# Help! Need advice on yoyo loach!



## cal1112333 (Aug 27, 2008)

Im getting small snails in my tank, and dont want them. Theyre just the small ones and im only seeing a few right now but i want to nip this in the butt before the population explodes.

After some research I decided yoyo loaches would be the best bet but am not convinced. 

My tank is set up as such:
55 gallon
7 plants setup in a medium density in half the tank
1' of bogwood in the opposite end

5 fancy guppies
oto catfish
Siamese algae eater
2 ghost glass catfish
10 ghost shrimp 
2 bamboo shrimp

I know that the yoyo will eat the snails (keeping them in check)and wont bother my other fish, but im concerned that the ghost shrimp and bamboo shrimp will be eaten or harassed. 

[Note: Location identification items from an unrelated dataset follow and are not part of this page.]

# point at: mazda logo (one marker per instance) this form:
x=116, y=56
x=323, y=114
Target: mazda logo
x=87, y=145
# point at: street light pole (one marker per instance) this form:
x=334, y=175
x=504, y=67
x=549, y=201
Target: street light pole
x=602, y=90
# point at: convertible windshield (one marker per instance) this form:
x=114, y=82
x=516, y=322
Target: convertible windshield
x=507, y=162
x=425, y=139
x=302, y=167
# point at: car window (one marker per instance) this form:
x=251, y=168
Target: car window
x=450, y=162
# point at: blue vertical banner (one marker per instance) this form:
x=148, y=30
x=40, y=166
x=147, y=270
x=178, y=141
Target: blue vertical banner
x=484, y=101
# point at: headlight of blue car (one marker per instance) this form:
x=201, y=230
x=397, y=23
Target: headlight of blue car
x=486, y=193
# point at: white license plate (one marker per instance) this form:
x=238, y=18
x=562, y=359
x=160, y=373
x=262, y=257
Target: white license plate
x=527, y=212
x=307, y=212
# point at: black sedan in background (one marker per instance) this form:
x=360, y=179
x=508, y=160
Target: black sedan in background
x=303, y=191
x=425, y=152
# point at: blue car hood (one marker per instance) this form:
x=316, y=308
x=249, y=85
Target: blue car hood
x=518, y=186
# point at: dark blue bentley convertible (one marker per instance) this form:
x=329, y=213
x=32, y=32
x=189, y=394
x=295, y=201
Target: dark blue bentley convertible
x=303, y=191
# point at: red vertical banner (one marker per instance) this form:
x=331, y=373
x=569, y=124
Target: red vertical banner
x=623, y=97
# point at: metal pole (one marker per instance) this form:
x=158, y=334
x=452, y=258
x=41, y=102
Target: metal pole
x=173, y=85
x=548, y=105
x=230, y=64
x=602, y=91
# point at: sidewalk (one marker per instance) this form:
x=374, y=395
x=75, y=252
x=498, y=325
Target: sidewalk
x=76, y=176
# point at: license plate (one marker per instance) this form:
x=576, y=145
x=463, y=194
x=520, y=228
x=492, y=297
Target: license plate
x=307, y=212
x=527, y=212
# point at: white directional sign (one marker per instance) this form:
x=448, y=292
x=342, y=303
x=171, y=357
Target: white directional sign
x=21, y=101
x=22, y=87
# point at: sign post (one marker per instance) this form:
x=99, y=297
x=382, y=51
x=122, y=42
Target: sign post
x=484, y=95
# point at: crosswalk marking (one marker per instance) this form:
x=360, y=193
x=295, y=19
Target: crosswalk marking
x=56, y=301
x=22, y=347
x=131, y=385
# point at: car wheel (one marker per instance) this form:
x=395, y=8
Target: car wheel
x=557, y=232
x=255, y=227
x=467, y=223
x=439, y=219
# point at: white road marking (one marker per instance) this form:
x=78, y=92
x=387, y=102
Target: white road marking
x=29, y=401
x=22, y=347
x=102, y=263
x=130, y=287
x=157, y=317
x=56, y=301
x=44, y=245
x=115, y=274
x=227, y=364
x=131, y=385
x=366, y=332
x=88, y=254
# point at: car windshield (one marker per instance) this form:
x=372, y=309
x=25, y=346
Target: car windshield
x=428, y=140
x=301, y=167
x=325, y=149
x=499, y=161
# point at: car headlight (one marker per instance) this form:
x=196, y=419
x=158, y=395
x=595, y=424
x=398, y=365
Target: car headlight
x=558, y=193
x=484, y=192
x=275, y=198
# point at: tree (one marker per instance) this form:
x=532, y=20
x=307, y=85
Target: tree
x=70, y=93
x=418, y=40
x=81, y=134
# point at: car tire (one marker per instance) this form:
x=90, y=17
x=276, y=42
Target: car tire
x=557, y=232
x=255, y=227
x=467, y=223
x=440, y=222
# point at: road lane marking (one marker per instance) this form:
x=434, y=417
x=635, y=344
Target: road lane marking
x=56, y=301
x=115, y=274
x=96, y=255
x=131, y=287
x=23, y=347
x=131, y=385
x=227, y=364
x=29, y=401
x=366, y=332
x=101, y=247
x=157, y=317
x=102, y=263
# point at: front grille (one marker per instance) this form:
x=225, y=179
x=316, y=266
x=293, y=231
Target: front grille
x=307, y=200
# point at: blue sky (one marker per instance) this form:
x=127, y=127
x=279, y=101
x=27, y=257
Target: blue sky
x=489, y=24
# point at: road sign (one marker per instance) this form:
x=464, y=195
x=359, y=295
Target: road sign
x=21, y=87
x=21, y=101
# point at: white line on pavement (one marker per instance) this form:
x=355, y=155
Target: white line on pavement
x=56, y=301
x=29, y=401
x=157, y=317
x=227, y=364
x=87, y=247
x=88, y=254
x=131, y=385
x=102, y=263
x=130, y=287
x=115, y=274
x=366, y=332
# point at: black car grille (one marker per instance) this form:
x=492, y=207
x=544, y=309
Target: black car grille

All im after in the long run is snail eradication and I would just add copper if it wouldn't kill my tank favorites (the shrimp). 

If you have experience with loach/shrimp interaction i would love to hear it, or if you have suggestions for dealing with the snails.


----------



## djrichie (May 15, 2008)

Ghost shrimp will make a taste treat for almost any fish...... It's just a matter of time, before they find them..... the bamboo shrimp will be fine, as they are two big..... you may want to move to an alamo shrimp. I don't know what the cost for ghost shrimp are were you live but here you can buy 25 for a dollar at most LFS. So I kind of accept the fact, that they will get eaten. Putting copper in your tank (had-a-snail) will work but you have to remember what ever you put in the tank water at some level it in your tank. I would get the Yo Yo Loach to snail control or even the chain loach. The chain loach is a smaller loach and maybe the ghost shrimp would last longer. You could also try the snail trap method, you drill holes in a small container and add algea waffers. but it in at night and sink to the bottom in an hour or so remove it and the snail that crawl in. in my experience for every 1 snail you see, you have 10 you can't see in the gravel. You should move quickly or your will soon find alot of snails every where


----------



## ntiggr2 (Jan 17, 2008)

Hi.
You can also try putting a piece or slice of cucumber in the tank and weighting it down or attaching it to the glass overnight for several nights. 
Take it out every morning and get rid of the snails on it and put it back in.

This has worked for me in the past, especially when adding new plants to my tanks and the snails sneak in on them.

Donna


----------